Almost five years ago, I started this blog with the question “Which of these two coat hangers is more creative?” By comparing the Sydney Harbour Bridge to the wire coat hanger, I used a metaphor to show it’s one of the most common ways that people create ideas.
A metaphor compares an existing problem with another, unrelated or dissimilar problem, object or situation. The word originates from the Greek word metaphorá, meaning to transfer, to carry over.
No less than Aristotle recognized the value of metaphors some 2,500 years ago. “The greatest thing by far is to be a master of metaphor,” he wrote in Poetics, then adding, “For to make good metaphors implies an eye for resemblance.” Later on, he paraphrased himself: “The successful use of metaphor is a matter of perceiving similarities.”
By reframing the situation or problem, metaphors help creative thinking in three ways.

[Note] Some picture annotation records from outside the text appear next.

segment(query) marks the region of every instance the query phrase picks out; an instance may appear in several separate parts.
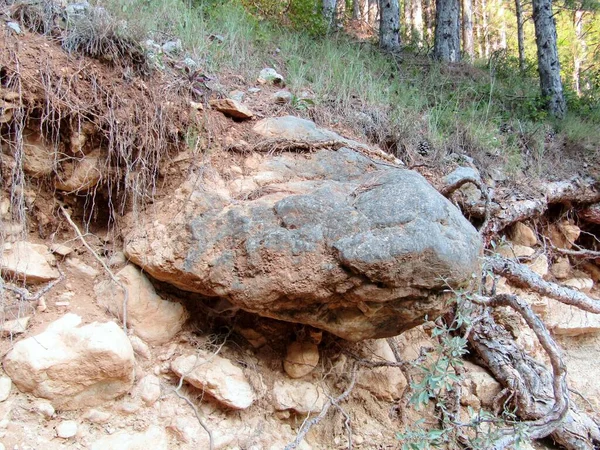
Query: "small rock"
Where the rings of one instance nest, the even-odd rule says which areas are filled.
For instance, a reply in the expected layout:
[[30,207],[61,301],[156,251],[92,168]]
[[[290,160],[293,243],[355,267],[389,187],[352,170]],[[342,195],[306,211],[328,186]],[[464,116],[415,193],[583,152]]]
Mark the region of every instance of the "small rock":
[[591,278],[571,278],[569,280],[563,281],[562,284],[564,286],[577,289],[581,292],[590,292],[594,287],[594,280],[592,280]]
[[137,412],[140,410],[141,406],[137,402],[123,401],[123,402],[115,405],[115,408],[121,414],[130,415],[130,414],[137,414]]
[[54,414],[56,414],[52,403],[44,400],[38,400],[37,402],[35,402],[33,404],[33,410],[41,416],[45,417],[46,419],[51,419],[52,417],[54,417]]
[[96,278],[100,272],[94,269],[92,266],[87,265],[79,258],[69,258],[67,259],[67,265],[72,269],[75,269],[82,275],[88,276],[90,278]]
[[244,100],[244,95],[246,95],[245,92],[239,91],[239,90],[235,90],[235,91],[231,91],[229,93],[229,98],[232,99],[232,100],[235,100],[237,102],[241,102],[242,100]]
[[593,262],[585,262],[581,266],[583,270],[585,270],[589,276],[594,280],[594,283],[600,282],[600,267],[594,264]]
[[507,244],[502,245],[498,249],[498,253],[505,258],[520,258],[522,256],[531,256],[535,253],[535,250],[531,247],[525,247],[518,244]]
[[73,252],[73,249],[68,245],[52,244],[50,246],[50,251],[56,255],[67,256]]
[[151,426],[144,433],[121,431],[103,437],[91,446],[91,450],[168,450],[169,437],[164,429]]
[[552,264],[550,272],[557,280],[565,280],[571,275],[571,263],[567,256],[563,256],[556,259],[556,262]]
[[273,403],[278,411],[291,409],[298,414],[319,412],[326,401],[323,389],[307,381],[276,381],[273,386]]
[[19,390],[65,410],[102,404],[130,390],[135,360],[123,330],[114,322],[80,324],[81,317],[66,314],[14,345],[4,370]]
[[190,101],[190,108],[195,109],[196,111],[204,111],[204,105],[198,102]]
[[491,407],[494,399],[502,390],[502,386],[484,368],[465,362],[467,378],[473,382],[474,393],[483,406]]
[[292,342],[288,345],[283,368],[291,378],[311,373],[319,363],[319,347],[312,342]]
[[56,435],[63,439],[72,438],[77,434],[77,422],[65,420],[56,427]]
[[0,377],[0,402],[5,401],[10,395],[10,389],[12,388],[12,381],[7,376]]
[[[395,362],[394,353],[386,339],[377,339],[365,343],[363,354],[366,358]],[[370,391],[375,397],[394,401],[402,396],[407,381],[397,367],[379,367],[361,371],[358,385]]]
[[21,34],[21,27],[17,22],[6,22],[6,26],[14,31],[15,34]]
[[148,347],[148,344],[135,335],[130,335],[128,337],[131,347],[136,355],[141,356],[146,360],[152,358],[152,353],[150,352],[150,347]]
[[198,355],[180,356],[171,363],[171,369],[230,408],[246,409],[254,402],[244,372],[228,359],[200,351]]
[[285,89],[277,91],[275,92],[275,94],[273,94],[273,100],[275,100],[275,103],[291,103],[293,98],[294,95],[290,91],[287,91]]
[[46,299],[44,297],[40,297],[35,309],[37,312],[44,312],[48,309],[48,306],[46,305]]
[[25,333],[27,327],[29,326],[29,319],[29,316],[25,316],[18,319],[5,321],[2,326],[0,326],[0,335],[12,336],[14,334]]
[[197,441],[200,433],[198,420],[190,417],[174,417],[167,430],[175,435],[175,438],[184,444],[193,444]]
[[260,348],[267,343],[267,338],[252,328],[236,328],[254,348]]
[[548,275],[548,257],[546,255],[538,256],[530,263],[527,263],[527,266],[542,278]]
[[54,257],[45,245],[19,241],[5,243],[1,248],[2,273],[34,284],[52,281],[60,276],[48,263],[48,259],[53,261]]
[[57,178],[54,186],[59,191],[79,192],[94,188],[102,179],[106,166],[105,154],[95,149],[85,157],[72,163],[72,168],[64,178]]
[[168,41],[162,45],[162,51],[169,54],[181,53],[183,51],[183,44],[181,39],[175,41]]
[[283,84],[283,76],[278,74],[275,69],[267,67],[260,71],[260,74],[258,75],[258,82],[260,84]]
[[106,423],[110,420],[110,413],[98,409],[90,409],[83,418],[91,423]]
[[160,380],[155,375],[146,375],[133,391],[146,406],[152,406],[160,398]]
[[[127,324],[146,342],[163,344],[170,341],[187,320],[184,307],[177,302],[163,300],[148,278],[129,264],[117,273],[117,278],[127,289]],[[115,317],[122,317],[123,291],[112,280],[102,281],[94,287],[98,303]]]
[[510,239],[515,244],[524,245],[526,247],[534,247],[537,245],[537,236],[535,232],[522,222],[517,222],[513,225]]
[[240,103],[237,100],[232,98],[223,98],[220,100],[211,100],[210,106],[212,106],[217,111],[225,114],[228,117],[233,117],[234,119],[251,119],[254,117],[254,113],[250,111],[250,109]]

- By identifying similarities between two disparate problems. In doing so, new insights emerge, and can potentially be translated into new ideas to solve the original problem.
- By examining the old problem in a new context. Here, a new or different perspective might reveal unusual approaches or potential alternatives to solve the original problem.
- By looking elsewhere for answers, particularly outside our existing body of knowledge as well as our comfort zone. As we distance ourselves from our current situation, we give ourselves freedom and clarity to question our assumptions or stereotypes. By breaking these biases, we often can see new solutions to solve the original problem.
William J.J. Gordon formalized the metaphor process during the 1950s as ‘Synectics’ when he learnt through his research that people often solved problems creatively when they expressed the issue or need as a metaphor. Gordon and his colleagues used another poet – the German writer Novalis – to explain how metaphors can work in brainstorms.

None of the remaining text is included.